What does this year's Chinese National Day remind us of?
First Voice
Hengqin Free Trade Zone, Zhuhai, China's Guangdong province, September 20, 2020. /VCG

Hengqin Free Trade Zone, Zhuhai, China's Guangdong province, September 20, 2020. /VCG

Editor's note: CGTN's First Voice provides instant commentary on breaking stories. The daily column clarifies emerging issues and better defines the news agenda, offering a Chinese perspective on the latest global events.

For many Chinese, the memory of October 1, 2019 is still very much fresh and vivid. The pomp and circumstance of a national military parade staged that day marking the 70th anniversary of the founding of the People's Republic of China (PRC) brought about tremendous national pride in Chinese viewers.

Now many of them would have a hard time believing exactly one year has passed since then and that they are now celebrating another "Shi Yi (October 1)" national holiday.

The surreal feeling of how quick the past year has gone by has to do with the unprecedented pandemic the world is experiencing. As the dust has not completely settled, there is still a sense of uneasiness lingering about how this tumultuous episode could end.

Another source of the surreality for many Chinese comes from the realization of how dramatic of a change China has gone through this year. Back in late January through March, everything was put in hibernation in the country in order to crush the dreadful epidemic. Since late March however, the country has quickly emerged from the pandemic with relative strength to other parts of the world, and a semblance of normality gradually returned.

This sense of normalcy is borne out by China's rebounding tourism industry during the current eight-day holiday. According to Ctrip.com, the country's popular travel booking app, during this year's national holiday season, China will expect 600 million trips across the country. Although it would still be one fifth down from a year ago, the number is significantly higher than those of the earlier holidays this year, such as the May Day and Duanwu holidays.

Meituan, a Chinese shopping platform, also released a report where it is predicted that hotels across the country and shops in tourist areas will all resume operations during the national holiday.

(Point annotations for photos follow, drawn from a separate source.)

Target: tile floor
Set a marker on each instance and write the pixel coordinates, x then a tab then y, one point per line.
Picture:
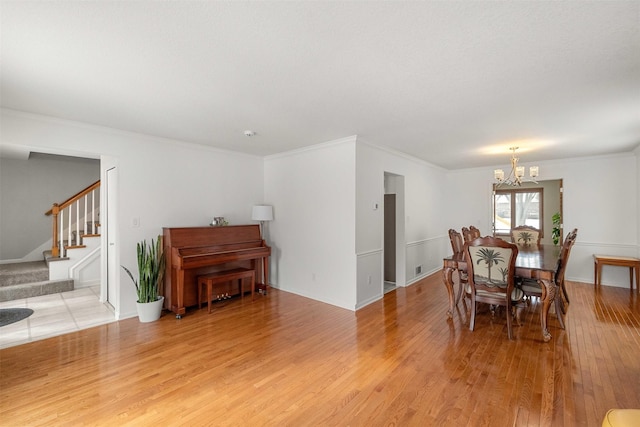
55	314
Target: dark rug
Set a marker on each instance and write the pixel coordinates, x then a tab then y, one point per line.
13	315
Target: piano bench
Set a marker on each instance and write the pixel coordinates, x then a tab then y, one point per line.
211	279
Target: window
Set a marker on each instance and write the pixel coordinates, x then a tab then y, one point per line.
513	208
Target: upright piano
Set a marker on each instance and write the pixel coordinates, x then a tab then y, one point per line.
193	251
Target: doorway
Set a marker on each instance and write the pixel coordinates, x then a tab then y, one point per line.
394	256
111	185
389	242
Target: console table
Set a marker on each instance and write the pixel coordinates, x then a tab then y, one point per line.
617	261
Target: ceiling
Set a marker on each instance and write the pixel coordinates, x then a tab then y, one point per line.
447	82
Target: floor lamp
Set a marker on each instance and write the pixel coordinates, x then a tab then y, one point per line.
263	213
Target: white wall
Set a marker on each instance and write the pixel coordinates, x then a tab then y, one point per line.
425	216
162	182
600	199
313	232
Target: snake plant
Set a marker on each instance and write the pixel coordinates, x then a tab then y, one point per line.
151	270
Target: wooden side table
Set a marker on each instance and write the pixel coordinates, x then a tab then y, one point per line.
617	261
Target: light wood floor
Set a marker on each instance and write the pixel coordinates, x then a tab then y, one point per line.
289	361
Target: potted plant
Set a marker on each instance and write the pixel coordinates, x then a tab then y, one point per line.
151	262
555	231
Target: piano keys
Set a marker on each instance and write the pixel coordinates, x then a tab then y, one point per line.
193	251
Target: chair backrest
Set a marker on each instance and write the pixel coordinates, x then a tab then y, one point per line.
491	264
564	256
456	241
470	233
525	235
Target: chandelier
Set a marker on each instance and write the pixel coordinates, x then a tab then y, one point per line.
515	177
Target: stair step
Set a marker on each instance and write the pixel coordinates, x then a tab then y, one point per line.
29	290
23	272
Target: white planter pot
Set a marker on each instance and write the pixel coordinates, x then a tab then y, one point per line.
150	311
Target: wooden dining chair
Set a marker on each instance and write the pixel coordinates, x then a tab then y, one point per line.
532	288
525	235
457	247
491	264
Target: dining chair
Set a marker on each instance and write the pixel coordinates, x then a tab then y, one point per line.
532	288
491	264
457	248
525	235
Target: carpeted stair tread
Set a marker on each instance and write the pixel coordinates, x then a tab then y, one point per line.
23	272
29	290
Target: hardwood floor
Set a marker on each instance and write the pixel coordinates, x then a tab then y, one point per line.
287	360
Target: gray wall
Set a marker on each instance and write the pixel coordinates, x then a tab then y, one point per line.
28	188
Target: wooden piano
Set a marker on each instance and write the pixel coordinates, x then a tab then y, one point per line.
192	251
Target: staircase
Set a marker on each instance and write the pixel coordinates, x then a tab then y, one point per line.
29	279
74	253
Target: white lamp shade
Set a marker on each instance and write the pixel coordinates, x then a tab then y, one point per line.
262	213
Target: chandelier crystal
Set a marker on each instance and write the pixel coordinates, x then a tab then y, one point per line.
516	176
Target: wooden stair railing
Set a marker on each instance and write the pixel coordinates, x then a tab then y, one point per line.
58	210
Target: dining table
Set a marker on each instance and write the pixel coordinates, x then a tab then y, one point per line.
538	262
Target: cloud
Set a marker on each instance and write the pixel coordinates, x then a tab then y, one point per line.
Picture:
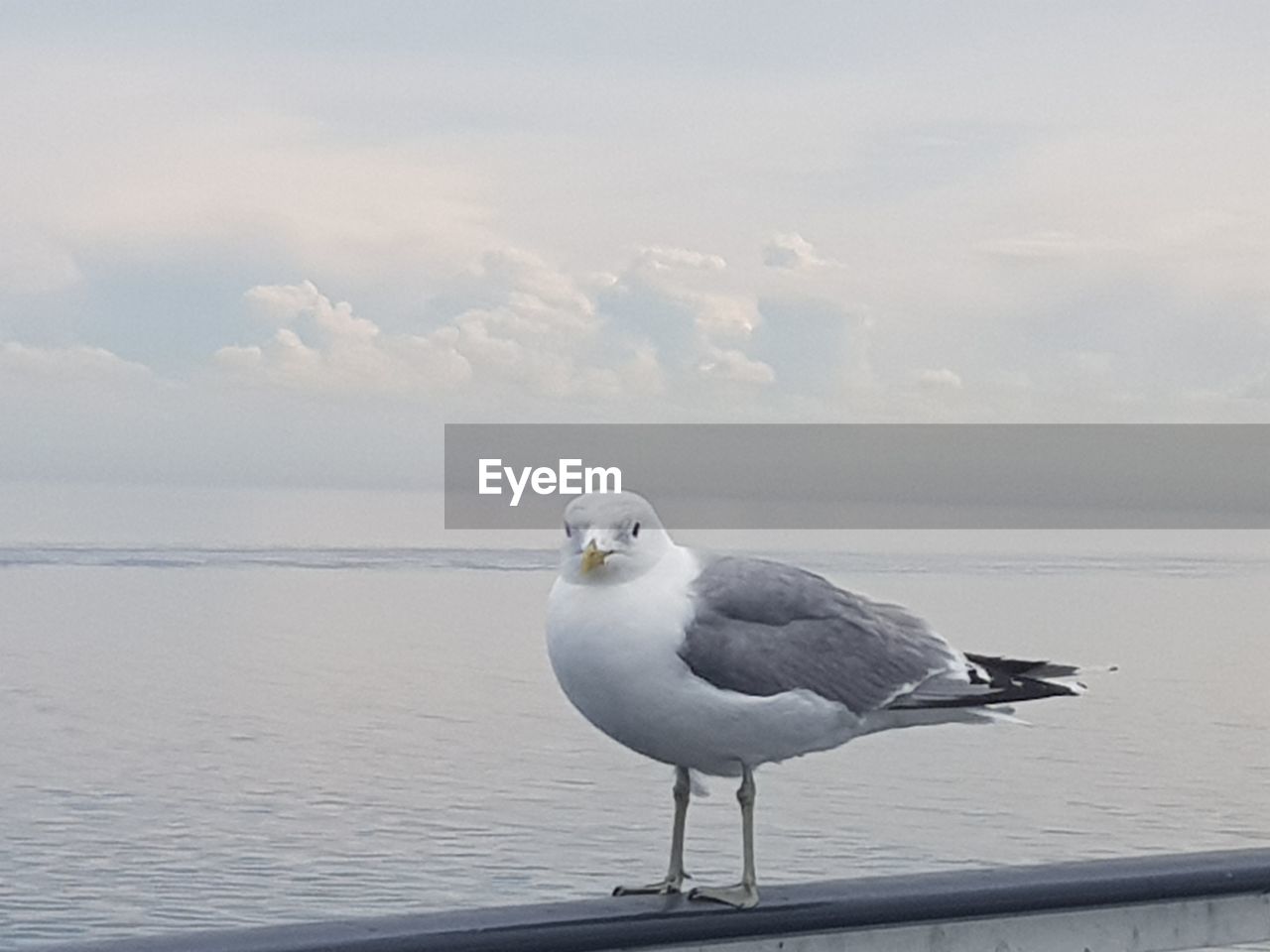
1052	245
792	252
33	262
942	379
733	366
663	259
513	325
80	363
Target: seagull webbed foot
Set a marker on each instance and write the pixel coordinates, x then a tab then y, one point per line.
670	887
743	895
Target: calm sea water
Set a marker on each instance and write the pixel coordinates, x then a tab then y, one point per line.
199	738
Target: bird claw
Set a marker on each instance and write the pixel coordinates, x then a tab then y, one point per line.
743	895
668	887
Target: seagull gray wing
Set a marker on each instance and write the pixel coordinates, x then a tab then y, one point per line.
765	627
762	627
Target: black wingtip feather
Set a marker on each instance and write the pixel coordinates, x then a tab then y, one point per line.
1012	679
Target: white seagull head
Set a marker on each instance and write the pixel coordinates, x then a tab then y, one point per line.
611	537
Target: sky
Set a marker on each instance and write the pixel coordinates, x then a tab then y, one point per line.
282	244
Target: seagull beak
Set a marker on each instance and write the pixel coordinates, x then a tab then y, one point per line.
592	556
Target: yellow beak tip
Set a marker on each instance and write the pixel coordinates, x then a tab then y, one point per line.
592	556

Consumption in tourist spots may be restored to 90 percent of last year's level while the country's revenues in tourism will also reach 91 percent of last year's.

Experts pointed out if the current trend continues, the country's tourism industry should be expected to recover fully next February.

Chinese people's confidence in hitting the road again has everything to do with the current COVID-19 situation in the country which has only seen sporadic breakouts since March, and no new locally transmitted cases have emerged since August until very recently.

Wu Zunyou, one of China's leading epidemiologists advising the government on COVID-19, said on September 8 that COVID-19 had disappeared in China on the society's level. "It could possibly still exists in isolation facilities and hospitals, or in research centers. However, there is no possibility to contract it in the social environment," he said.

People walk down a street in Xiamen, Fujian province, September 28, 2020. /VCG

People walk down a street in Xiamen, Fujian province, September 28, 2020. /VCG

This is a far cry from the rest of the world though, where the virus has not been completely quelled. The U.S. is still fighting over whether to wear a mask during the latest presidential debate and Europe is experiencing a second wave with countries like Albania, Bulgaria, Czech Republic registering higher daily new cases than during the first wave.

So for China, on its 71st birthday, its relative success in eliminating the virus does give it ample reasons to celebrate.

That said, on this special occasion, it should also be mindful of challenges ahead as part of the rest of the world is still convulsed in the virus' tight grip. Currently China is still not able to resume outbound and inbound travel on a large scale. The uncertainty in overseas markets also means that a wide range of Chinese businesses have their future hanging.

Soon China will convene its highly-anticipated Fifth Plenum of the Nineteenth Party Congress, where details concerning China's next-stage development will be discussed, most notably its 14th Five Year Plan. And it is believed that "dual circulation economy," which was first raised back in May, will feature prominently in the discussions. Under this concept, strengthening the resilience of China's domestic economy will be pursued as a major goal to adjust to the new external situations that have emerged with the pandemic as well as to cope with the uncertainty associated with continuing to work with the U.S. So it will be a time dedicated to addressing China's concerns and challenges head-on.

Interestingly, this year's National Day, which is about the "nation," has coincided with the Mid-Autumn Festival which is all about family. The overlapping of these two festivals responds to a Chinese word called "Jia Guo" – composed of two characters, family and nation – which shows that in Chinese traditional values, family and nation are always intricately linked.

Today is a day that celebrates "family," "togetherness" and "community." It is also an occasion that reminds us of both of our achievements as a nation this year and how we should forge a way ahead in this challenging time.